Building materials company Boral is planning to cut 700 jobs from all levels of the company to reduce costs.
New chief executive Mike Kane says his 100-day operation review identified high overhead costs which the company cannot afford during tougher economic conditions.
Boral says 700 staff will go from functional, support and management positions, with 200 of those redundancies having already occurred late last year, and the rest expected to be completed by March.
The company says the affected employees will receive redundancy payments and outplacement services to assist them in finding another job.
Boral says the changes should save the company around $90 million a year, with around $37 million of savings in the current financial year.
Mr Kane says the changes should not affect customer service, as the redundancies are concentrated in back office, managerial and support activities.
"I've been looking for ways to enable Boral to be more responsive to our external markets and customers, and to ensure Boral remains competitive at a time when the building and construction sector is facing serious challenges, especially in Australia," he said.
Mr Kane says doing nothing was not a serious alternative, with shareholders unhappy about a recent cut in dividends.
"Doing nothing would have been tragic for Boral and tragic for the business," he argued.
"I think there's an expectation in the marketplace that Boral address its problems - we're trying to address those problems.
"I said we would look at capacity rationalisation, and we closed Warren Ponds.
I said we would look at overheads and overhead costs, and we've announced redundancies." Several of the departures are taking place at the senior executive level, with cement division manager Mike Beardsell, building products manager Bryan Tisher and human resources director Robin Town all leaving the company.
Boral expects to cut around 1,000 jobs in total from the company during the current financial year due to restructuring and outsourcing.
At the company's AGM in November, its chairman Bob Every said the firm had already shed around 800 workers from its building products division in the 2012 financial year - around 23 per cent of its workforce in that division.

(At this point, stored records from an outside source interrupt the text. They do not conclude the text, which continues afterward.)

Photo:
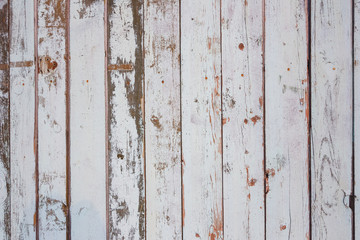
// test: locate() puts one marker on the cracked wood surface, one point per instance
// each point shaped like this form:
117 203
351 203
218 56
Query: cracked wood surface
286 120
179 119
243 169
52 114
331 116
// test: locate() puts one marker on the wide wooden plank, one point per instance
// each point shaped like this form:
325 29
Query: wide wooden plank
22 125
162 117
201 119
243 155
87 120
4 122
331 101
126 127
286 120
357 116
52 119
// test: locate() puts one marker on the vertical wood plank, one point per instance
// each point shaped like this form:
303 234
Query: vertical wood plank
52 121
242 68
201 119
162 94
22 115
287 120
87 120
331 111
4 122
126 127
357 116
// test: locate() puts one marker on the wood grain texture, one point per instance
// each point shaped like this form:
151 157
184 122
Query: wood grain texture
52 122
201 119
126 126
331 111
162 95
22 115
243 154
357 116
4 123
87 120
287 116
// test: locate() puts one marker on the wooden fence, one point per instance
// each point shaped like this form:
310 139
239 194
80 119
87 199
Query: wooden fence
179 119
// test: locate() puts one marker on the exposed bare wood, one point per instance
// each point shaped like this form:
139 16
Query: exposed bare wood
201 119
162 94
22 124
331 99
52 115
242 65
287 120
126 127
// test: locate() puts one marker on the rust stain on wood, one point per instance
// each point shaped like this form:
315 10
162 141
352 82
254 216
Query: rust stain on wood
241 46
216 230
121 67
255 119
16 65
46 65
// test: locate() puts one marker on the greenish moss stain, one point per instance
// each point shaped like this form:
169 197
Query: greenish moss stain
134 94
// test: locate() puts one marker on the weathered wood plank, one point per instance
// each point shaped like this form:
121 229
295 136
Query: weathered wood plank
201 119
357 116
22 124
52 119
4 122
243 156
287 120
331 100
162 117
126 127
87 120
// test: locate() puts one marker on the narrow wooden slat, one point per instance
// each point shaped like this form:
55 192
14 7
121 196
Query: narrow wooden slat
357 116
162 94
51 115
287 120
331 111
126 128
201 119
4 123
242 67
87 120
22 115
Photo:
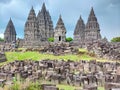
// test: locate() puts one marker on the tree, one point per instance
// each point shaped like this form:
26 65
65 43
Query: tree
115 39
69 39
51 39
1 39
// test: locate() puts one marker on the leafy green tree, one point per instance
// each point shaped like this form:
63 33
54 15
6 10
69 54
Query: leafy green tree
1 39
51 39
115 39
69 39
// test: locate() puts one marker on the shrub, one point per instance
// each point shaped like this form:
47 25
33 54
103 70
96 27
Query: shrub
115 39
1 39
69 39
51 39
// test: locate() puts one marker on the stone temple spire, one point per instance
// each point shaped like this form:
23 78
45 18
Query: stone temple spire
60 24
79 30
92 20
10 33
30 31
92 30
32 15
45 24
60 31
43 8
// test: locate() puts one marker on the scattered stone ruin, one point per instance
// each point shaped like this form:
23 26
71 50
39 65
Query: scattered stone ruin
2 57
106 50
90 74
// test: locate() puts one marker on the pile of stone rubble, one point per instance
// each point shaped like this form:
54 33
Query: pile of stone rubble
90 74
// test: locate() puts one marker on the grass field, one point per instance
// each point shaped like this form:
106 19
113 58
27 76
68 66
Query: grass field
11 56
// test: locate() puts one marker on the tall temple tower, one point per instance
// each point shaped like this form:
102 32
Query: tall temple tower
30 32
60 31
45 24
10 33
38 29
92 30
79 31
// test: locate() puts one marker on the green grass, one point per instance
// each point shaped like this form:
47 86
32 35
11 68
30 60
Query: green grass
11 56
68 87
83 50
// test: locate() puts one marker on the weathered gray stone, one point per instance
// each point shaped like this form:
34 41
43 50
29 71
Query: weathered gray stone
10 33
60 31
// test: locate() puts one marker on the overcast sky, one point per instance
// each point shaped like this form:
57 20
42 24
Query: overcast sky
107 13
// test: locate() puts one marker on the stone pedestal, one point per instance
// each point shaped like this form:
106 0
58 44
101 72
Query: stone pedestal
90 87
112 86
49 87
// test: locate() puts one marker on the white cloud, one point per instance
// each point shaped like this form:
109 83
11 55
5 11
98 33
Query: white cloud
107 13
1 35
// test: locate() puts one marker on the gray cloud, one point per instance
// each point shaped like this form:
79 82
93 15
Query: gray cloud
5 1
107 13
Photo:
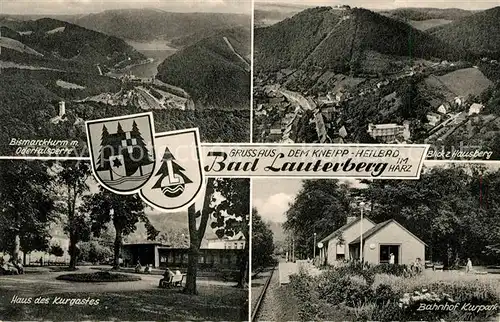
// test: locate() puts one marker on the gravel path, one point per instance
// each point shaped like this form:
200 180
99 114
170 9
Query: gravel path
269 306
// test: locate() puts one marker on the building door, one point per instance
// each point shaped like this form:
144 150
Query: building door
386 251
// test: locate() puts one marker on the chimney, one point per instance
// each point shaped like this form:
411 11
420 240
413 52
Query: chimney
62 108
350 219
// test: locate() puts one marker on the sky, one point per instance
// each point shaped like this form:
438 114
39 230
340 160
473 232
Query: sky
392 4
272 197
53 7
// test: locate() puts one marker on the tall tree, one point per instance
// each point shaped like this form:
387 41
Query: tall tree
262 242
232 216
227 201
72 178
27 206
124 212
196 235
320 207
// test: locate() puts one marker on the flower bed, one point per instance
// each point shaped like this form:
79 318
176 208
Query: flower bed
361 294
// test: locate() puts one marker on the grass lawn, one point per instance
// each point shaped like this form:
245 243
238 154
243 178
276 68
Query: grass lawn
212 303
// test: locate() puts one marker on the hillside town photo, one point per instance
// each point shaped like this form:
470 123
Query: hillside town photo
62 63
379 250
371 72
71 250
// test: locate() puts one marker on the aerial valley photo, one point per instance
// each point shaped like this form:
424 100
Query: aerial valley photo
65 62
379 72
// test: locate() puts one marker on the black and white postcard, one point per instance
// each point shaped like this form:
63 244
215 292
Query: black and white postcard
378 250
65 62
379 72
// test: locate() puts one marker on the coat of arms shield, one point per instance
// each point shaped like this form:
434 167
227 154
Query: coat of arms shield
178 175
122 151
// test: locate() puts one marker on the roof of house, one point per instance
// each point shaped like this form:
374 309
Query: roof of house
343 228
378 227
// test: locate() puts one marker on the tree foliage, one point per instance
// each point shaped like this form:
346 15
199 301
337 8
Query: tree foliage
123 211
321 206
56 250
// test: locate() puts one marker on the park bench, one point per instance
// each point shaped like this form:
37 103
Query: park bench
175 280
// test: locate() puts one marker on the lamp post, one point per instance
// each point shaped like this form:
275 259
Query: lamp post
314 247
361 205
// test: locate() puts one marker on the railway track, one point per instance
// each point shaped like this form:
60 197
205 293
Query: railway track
256 310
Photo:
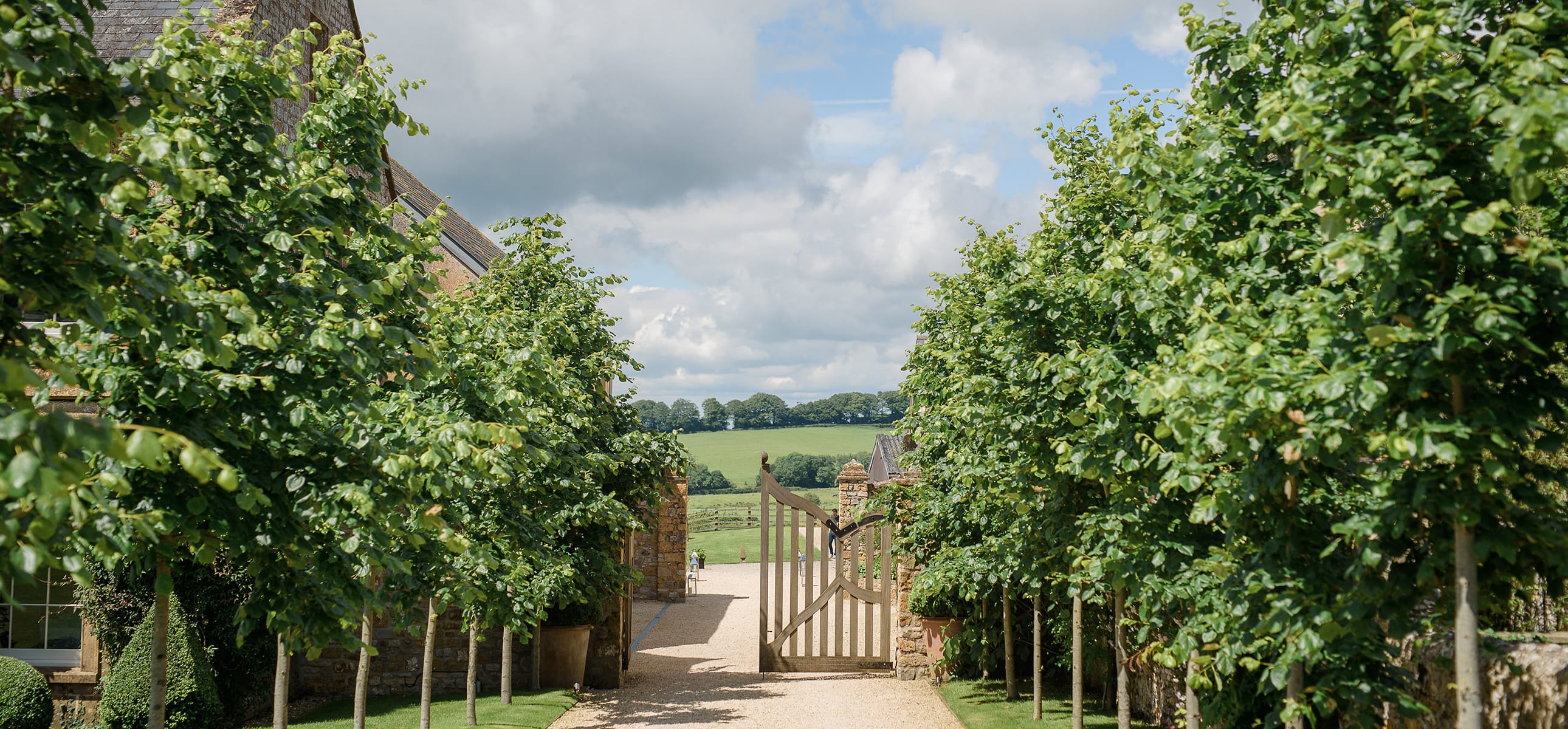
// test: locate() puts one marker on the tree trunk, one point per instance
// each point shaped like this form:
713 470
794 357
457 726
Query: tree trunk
1123 681
1467 631
427 678
281 687
1194 712
1007 645
534 646
474 673
506 665
157 706
363 676
1039 657
1078 662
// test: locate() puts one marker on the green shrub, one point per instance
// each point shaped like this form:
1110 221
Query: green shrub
26 701
192 693
934 596
577 614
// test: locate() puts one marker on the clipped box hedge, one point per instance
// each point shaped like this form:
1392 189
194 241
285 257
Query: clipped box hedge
192 693
26 701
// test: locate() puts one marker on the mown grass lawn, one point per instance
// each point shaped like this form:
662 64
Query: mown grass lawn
528 711
982 705
736 452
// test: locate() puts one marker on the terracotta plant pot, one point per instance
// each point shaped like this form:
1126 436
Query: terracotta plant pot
563 656
935 631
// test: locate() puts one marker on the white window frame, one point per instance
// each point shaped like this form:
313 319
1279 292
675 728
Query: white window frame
46 657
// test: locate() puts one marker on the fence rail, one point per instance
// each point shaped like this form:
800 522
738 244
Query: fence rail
722 518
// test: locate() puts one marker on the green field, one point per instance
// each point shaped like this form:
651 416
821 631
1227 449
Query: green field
982 705
528 711
737 452
828 498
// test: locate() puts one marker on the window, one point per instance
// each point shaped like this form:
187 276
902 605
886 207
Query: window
46 628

Mr Kane says the latest announcement should spell the end of major job shedding at the firm.
"We've made the cuts that we want to make," he said.
"There could be ones and twos here and there as we go through the shakeout process, but they won't be significant or of this magnitude." However, the union representing many Boral workers says it is unhappy about the lack of consultation over the job losses.
Australian Workers' Union national secretary Paul Howes says Boral needs to spell out exactly which jobs will go.
"We're very disappointed the company unilaterally made this decision this morning, without any consultation, without any negotiations," he said.
"You have thousands of Boral workers across the country scratching their heads wondering if they are the ones that are going to be targetted.
"It is being done this way to lead to a bump in the share price in the share market, and they have been successful in that regard." Boral shares had jumped almost 10 per cent to $4.77 by 12:38pm (AEDT) after the announcement.